Friday, April 3, 2009

An Open Letter to Green Lion Press: Bane of my Existence

Dear Green Lion Press,

I am currently a sophomore at St. John's College, Annapolis. I have
purchased several Green Lion titles, including Euclid's Elements
(paperback), Aristotle's Metaphysics (paperback), and On the Soul
(paperback), and Apollonius' Conics (hardcover). Generally, I have found
the translations to be of fine quality, and the notes are helpful,
especially the use of non-transliterated Greek.

However, I have pretty serious grievances with both the aesthetics and
the construction of your books. I will start with construction, as I
believe that is the more dire issue. I was excited to buy the hardback
Apollonius because it is more attractive on the outside and I assumed it
would last longer than the paperback. I was wrong. My $44 investment now
has a loose hinge for the front cover, the glue for the headbands
failed, and they have become completely detached from the pages. The
signatures are bound together very loosely, making for awkward page
turning, especially when switching from one signature to another.

I have also had a consistent problem with your paperbacks where the
first signature begins to come out of the binding.

I do not know how these issues can be rectified, but they need to be.

Now on to aesthetics. Apollonius' Conics looks nice on the outside, but
I think that's the only one of my Green Lion purchases that I would term
"attractive". Use of garish colors and distorted closeups from Raphael's
"The School of Athens" does not appeal to me.

Inside, your typefaces look like the ones I could find by default in any
word processing application. I applaud your focus on giving the reader
plenty of room for notes and providing clear text, these are two reasons
I have bought your books, but using Arial font is just ugly.

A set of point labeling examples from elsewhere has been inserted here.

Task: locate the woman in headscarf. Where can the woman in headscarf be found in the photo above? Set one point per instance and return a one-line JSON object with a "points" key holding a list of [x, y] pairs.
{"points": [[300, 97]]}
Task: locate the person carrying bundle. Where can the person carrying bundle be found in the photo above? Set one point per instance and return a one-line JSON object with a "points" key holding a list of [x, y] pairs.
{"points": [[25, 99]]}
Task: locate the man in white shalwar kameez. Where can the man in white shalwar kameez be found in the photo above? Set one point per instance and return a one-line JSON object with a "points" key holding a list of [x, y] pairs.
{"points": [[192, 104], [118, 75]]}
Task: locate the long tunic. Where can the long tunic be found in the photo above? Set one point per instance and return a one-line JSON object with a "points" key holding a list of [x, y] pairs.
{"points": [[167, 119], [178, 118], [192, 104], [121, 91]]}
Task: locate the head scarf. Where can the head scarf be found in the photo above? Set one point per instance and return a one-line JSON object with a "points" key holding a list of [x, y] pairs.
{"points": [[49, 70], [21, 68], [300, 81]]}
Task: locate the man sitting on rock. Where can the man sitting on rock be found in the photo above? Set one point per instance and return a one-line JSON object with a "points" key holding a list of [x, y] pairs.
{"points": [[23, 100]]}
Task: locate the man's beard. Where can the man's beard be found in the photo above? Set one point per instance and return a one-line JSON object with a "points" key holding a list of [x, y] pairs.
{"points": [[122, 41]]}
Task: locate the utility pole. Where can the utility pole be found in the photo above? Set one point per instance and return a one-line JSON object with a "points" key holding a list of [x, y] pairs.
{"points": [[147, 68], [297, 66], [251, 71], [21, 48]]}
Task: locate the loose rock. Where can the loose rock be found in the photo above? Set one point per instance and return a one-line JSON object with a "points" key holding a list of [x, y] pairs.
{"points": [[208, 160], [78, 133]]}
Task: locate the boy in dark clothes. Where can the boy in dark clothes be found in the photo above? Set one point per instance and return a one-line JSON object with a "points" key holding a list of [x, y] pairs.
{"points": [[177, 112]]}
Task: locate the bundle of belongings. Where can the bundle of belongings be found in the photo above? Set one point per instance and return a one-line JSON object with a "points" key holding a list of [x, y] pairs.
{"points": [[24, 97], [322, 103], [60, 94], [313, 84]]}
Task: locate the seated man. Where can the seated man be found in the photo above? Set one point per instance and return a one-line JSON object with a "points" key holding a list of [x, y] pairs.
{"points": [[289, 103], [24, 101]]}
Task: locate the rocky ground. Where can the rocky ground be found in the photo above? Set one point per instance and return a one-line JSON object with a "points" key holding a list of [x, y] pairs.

In my opinion, muted, solid colors for covers and new fonts would take
care of the aesthetics.

Thank your for your time, I hope you take my comments and observations
in the spirit they were given: constructive criticism. I also want to
emphasize that I applaud your mission to keep these texts available for
reasonable prices and in a format that allows the reader to really
engage with them. However, these issues have come up with such
consistency that I would not be a repeat customer unless I saw some
improvement.

Thank you again,

Roger Robertson Jr.

1 comment:

  1. As a follow up, I received a personal response from the co-director with an offer to replace the books that have physical defects at no charge. His response made it clear that our aesthetic differences are just that, differences. It was nice to get such a reasonable and prompt response. I suppose I'm still mixed on choosing their books over other publishers, but I suppose now I've upgraded to a case-by-case basis instead of a blanket denial.